Metheny identifies residents who are consistently late in completing documentation for patient care and administration and suggest that may be a marker for lack of professionalism (p. 307).

Providing care for recently resettled populations offers meaningful and readily replicable clinical opportunities for internal residents (MacNamara and colleagues, p. 310).

Ragel and colleagues describe a fully ACGME-compliant, 3-person, night float system for neurological surgery (p. 315).

Umoren et al describe hands-on learning experiences for trainees from developing nations as a step toward reciprocity in global health efforts (p. 320). A commentary suggests global health experiences should be assessed for ethical soundness and responsiveness to developing nations' needs (Morse, p. 347).

Brief reports include a study of a secure social media platform for resident reflection (Bernard et al, p. 326), internal medicine-pediatrics residents' reflections about autonomy (Mieczkowski et al, p. 330), use of an audience response system in didactic education (Stoneking et al, p. 335), applicants' perceptions of the use of simulation in residency selection (Cannon et al, p. 338), and use of really simple syndication (RSS) readers to aggregate web content for ready viewing by trainees (Jenssen et al, p. 341).

Mossanen and colleagues offer a practical approach to conflict management, using the Thomas-Kilmann Conflict Mode Instrument (p. 345).

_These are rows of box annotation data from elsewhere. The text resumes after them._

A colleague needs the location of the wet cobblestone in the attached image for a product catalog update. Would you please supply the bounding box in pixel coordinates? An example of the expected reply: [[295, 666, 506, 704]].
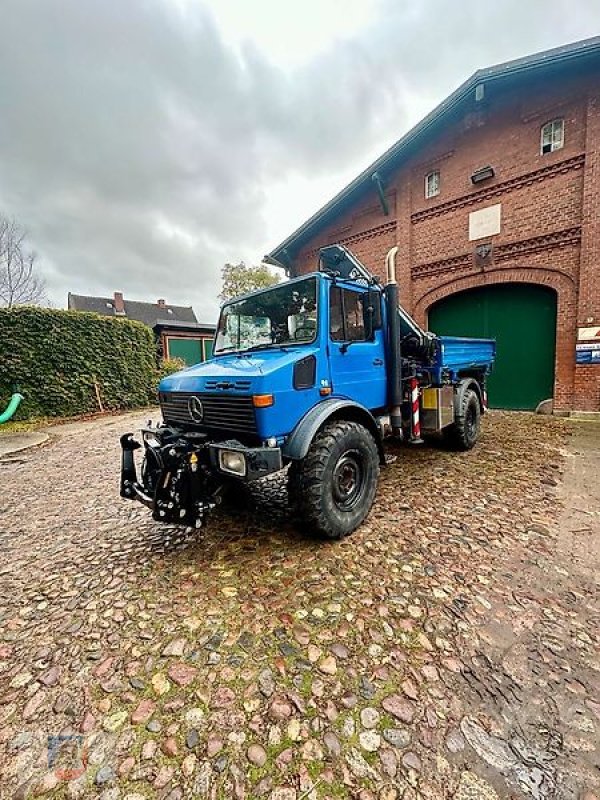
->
[[0, 413, 600, 800]]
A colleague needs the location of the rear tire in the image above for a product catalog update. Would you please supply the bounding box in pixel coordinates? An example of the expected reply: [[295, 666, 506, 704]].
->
[[446, 389, 481, 450], [288, 420, 379, 539]]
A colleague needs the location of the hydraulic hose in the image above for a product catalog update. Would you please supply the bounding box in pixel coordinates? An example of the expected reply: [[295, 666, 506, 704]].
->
[[385, 247, 402, 436], [0, 392, 24, 425]]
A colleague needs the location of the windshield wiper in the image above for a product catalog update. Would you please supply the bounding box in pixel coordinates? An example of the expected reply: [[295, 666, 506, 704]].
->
[[240, 342, 286, 356]]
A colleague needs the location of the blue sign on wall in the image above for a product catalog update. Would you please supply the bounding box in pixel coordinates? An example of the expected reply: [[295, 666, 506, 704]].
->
[[575, 342, 600, 365]]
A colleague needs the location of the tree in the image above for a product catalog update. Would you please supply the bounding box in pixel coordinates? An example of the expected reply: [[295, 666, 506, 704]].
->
[[0, 215, 46, 308], [219, 261, 279, 300]]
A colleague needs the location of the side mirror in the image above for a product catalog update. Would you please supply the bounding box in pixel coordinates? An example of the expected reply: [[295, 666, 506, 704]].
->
[[363, 289, 381, 341]]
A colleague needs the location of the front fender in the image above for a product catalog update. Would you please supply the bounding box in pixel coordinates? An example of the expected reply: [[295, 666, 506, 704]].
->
[[282, 397, 385, 464]]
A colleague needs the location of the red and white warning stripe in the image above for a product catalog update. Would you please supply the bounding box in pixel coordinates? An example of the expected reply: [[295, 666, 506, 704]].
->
[[410, 378, 421, 439]]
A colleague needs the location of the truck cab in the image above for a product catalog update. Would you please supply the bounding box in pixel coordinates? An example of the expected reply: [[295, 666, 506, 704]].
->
[[121, 245, 494, 538]]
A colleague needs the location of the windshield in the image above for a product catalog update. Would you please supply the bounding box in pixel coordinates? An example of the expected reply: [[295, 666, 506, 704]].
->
[[215, 277, 317, 354]]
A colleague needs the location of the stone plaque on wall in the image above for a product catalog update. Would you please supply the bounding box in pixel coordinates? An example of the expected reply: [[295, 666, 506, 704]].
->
[[469, 203, 502, 242]]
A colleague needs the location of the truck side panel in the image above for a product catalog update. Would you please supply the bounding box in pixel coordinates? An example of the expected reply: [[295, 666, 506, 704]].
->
[[436, 336, 496, 374]]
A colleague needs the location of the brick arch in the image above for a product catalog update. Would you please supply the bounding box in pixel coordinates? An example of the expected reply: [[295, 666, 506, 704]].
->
[[414, 266, 576, 324], [414, 266, 577, 409]]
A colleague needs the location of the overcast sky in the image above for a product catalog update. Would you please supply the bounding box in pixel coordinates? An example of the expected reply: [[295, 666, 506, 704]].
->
[[0, 0, 600, 321]]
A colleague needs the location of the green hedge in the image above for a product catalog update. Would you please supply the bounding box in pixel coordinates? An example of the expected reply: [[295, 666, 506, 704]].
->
[[0, 307, 157, 419]]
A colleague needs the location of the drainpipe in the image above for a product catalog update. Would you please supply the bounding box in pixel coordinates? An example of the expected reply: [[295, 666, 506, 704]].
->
[[0, 392, 24, 425], [385, 247, 402, 436]]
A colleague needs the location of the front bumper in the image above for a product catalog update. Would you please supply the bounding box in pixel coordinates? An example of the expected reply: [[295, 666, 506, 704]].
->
[[120, 428, 283, 525]]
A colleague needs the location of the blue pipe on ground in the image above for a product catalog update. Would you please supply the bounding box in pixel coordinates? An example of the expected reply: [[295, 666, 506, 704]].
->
[[0, 392, 24, 425]]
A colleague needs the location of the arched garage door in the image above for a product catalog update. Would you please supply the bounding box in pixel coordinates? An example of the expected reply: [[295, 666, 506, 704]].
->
[[429, 283, 556, 409]]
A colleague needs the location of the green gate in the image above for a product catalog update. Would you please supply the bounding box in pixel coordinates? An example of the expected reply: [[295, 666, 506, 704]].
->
[[429, 283, 556, 409]]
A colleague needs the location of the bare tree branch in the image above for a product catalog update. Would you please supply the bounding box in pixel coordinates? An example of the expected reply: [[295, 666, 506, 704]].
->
[[0, 215, 46, 308]]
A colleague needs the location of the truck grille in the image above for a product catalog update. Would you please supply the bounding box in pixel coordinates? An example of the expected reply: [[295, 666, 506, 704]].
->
[[160, 392, 256, 433]]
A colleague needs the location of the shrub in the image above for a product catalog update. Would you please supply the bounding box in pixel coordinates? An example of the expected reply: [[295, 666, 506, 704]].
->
[[0, 306, 156, 419], [156, 358, 187, 384]]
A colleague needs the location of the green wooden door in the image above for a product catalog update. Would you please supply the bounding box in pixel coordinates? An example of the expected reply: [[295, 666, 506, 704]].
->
[[429, 283, 556, 409], [169, 336, 203, 366]]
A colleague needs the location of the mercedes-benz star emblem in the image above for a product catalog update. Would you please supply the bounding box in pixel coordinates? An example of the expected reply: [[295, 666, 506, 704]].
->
[[188, 395, 204, 422]]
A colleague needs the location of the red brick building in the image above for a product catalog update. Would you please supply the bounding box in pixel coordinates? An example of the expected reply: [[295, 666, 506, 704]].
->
[[270, 37, 600, 411]]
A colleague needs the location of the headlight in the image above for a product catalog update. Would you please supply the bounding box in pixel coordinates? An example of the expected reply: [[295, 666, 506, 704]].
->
[[142, 431, 162, 447], [219, 450, 246, 475]]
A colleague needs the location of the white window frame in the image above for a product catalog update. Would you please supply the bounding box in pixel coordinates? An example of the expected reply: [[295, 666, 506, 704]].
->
[[540, 117, 565, 156], [425, 169, 440, 200]]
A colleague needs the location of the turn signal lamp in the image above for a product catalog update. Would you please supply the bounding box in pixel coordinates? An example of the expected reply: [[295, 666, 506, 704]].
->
[[252, 394, 275, 408]]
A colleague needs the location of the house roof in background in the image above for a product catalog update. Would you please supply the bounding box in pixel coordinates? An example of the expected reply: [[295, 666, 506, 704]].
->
[[268, 36, 600, 267], [68, 292, 198, 327], [152, 319, 217, 333]]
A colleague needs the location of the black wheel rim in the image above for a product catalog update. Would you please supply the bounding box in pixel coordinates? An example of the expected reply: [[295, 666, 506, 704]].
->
[[465, 405, 477, 442], [333, 450, 364, 511]]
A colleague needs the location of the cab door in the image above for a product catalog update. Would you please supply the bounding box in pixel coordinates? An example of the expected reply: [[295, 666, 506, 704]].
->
[[329, 285, 387, 410]]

Innovations in this inaugural set of New Ideas address faculty development for using narrative medicine; an approach for addressing ethics dilemmas; procedural training in family medicine; dance as learning experience; a leadership curriculum to close the gender gap; morbidity and mortality conference with an improvement focus; practical guidance for clinical competency committees; an ambulatory teaching clinic designed on the patient-centered medical home concept; audio recording to improve residents' clinical communications; a longitudinal mental health rotation for internal medicine residents; engagement of learners in selecting clinical outcome measures; a pathway for training in diagnostic radiology and nuclear medicine; use of practice data to improve ophthalmology resident performance on cataract surgeries; an experiential curriculum on child abuse; a curriculum to improve in-training examination scores; a clinical experience to prepare pediatrics residents for primary care practice; and preoperative “educational” time out for surgery residents.

Observations include an estimate for clinical revenue attributable to anesthesiology residents and commentaries on the Next Accreditation System and the Milestones for combined residency programs (beginning on p. 384).

Comments include 3 letters on Defining the Scholarly and Scholarship Common Program Requirements (Simpson et al, December2013) and the authors' response ( beginning on p. 388).

Lovell discusses bereavement and tasks intended to provide comfort (p. 393).

Rieselbach and colleagues propose a new model for organization and funding of ambulatory education for primary care general internists (p. 395). Holt et al report data on national resident numbers and specialty trends in accredited programs and the implications for the future supply of physicians (p. 399).